Again, I don’t know why Black people need different protection than anyone else. Why don’t we have the same protections for everyone? I thought we believed in equal justice under the law—a core biblical value by the way.

In this context, an absolutist interpretation of the First Amendment—that all speech is equal, that the internet is a sufficiently democratizing force, and that the remedy for harmful speech is more speech—willfully and callously ignores that all speech is not treated equally. A digital divide and algorithmic injustice has fractured the internet, and, together with the racial exclusion of mainstream media, has turned the remedy of more speech into a false solution.

Dear sir, try being a Republican or a Christian if you think Black folks are having a rough time of it. Better yet, take a look at the treatment of Black Republican Christian Conservatives on the Internet and then see how much better that you are doing. None of us has a billion dollars in our bank account to underwrite our movement or hire lawyers if we want to take someone to court.  Sharpton and Jackson don’t come to my aid or theirs when we get dumped on by “the man”.

The article has a few digs at the media and a token shot at “white liberal elitism”. Dude have you never watched ESPN or anything else sports related? The commentary is all about race and rarely about the sport. They spend way more time on athlete’s felony arrests than player trades. The entertainment industry has their diversity quotas to try and stay in your good graces as well. Truth is that the news media tends to give you cover and protection and amplify your message because they agree with you politically and are afraid of offending you.
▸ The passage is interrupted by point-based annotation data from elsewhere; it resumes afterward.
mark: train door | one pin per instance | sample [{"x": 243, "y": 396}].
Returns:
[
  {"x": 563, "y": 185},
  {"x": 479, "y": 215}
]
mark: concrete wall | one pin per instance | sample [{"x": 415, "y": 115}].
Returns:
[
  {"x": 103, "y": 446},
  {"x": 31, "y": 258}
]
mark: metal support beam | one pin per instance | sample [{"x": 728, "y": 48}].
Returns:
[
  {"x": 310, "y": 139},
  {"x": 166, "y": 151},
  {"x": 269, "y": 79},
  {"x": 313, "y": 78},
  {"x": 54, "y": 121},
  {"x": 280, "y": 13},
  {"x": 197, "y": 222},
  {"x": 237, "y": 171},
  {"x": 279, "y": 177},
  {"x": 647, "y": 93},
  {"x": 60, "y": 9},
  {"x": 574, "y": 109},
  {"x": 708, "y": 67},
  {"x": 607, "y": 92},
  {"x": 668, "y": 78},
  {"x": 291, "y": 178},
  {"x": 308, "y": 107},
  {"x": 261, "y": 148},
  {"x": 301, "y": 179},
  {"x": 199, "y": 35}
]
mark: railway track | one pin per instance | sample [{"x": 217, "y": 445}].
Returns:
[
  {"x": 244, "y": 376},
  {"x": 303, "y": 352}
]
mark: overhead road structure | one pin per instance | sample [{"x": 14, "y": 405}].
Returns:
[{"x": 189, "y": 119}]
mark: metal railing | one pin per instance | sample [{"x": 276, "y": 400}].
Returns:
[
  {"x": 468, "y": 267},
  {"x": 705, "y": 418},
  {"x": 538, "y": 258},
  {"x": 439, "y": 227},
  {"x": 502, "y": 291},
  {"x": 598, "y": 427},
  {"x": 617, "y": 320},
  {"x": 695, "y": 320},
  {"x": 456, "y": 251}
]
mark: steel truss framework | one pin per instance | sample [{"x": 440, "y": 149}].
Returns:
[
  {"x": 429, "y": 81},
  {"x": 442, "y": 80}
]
What more do you want of them? You’re just ungrateful; but it always circles back to that subject when discussing liberals.

The author then says that tech companies need to write algorithms to fight hate rather than promote it. However, who gets to write that code and then enforce it? The author presumes that we are stupid sheep and someone—either big government or big tech—needs to care for us. Sorry but trusting either—government or tech—is destined to fail.

Concluding Remarks

The bottom line is that the author is looking for a political solution to solve spiritual problems. Human nature is broken and neither BLM nor any other political interest group can fix the human heart. Civil government was established in part to restrain the acts of evil doers but only God and His Bride the Church can mend the flaws and brokenness inside people. Sin divides us from each other. Dr. King’s vision of a colorblind society is ultimately the work of God’s Holy Spirit. Until we get the logs out of our own eyes, we are ill equipped to get the splinter out of our neighbors. Malkia Devich-Cyril needs to start at the Cross not with Karl Marx if he truly wants to improve the lot of all lives; Black or otherwise.

If BLM was mobilizing their community to shun Planned Parenthood—an organization founded to eliminate Blacks via genocide—and advocating that they look to God and not Washington for assistance, then I would take them a lot more seriously when they claim to be a force for good. Until then, I regard them as a criminal organization using hate and intimidation to achieve political and social aims. Sadly, Some Black Lives Matter is a proudly Marxist organization and thus will never look to God for true justice. Ironically, theirs are much the same tactics that the KKK has historically used on Blacks. Is this an example of the saying that “you become like what you hate?”

Better to love the hell out of someone than beat it out of them.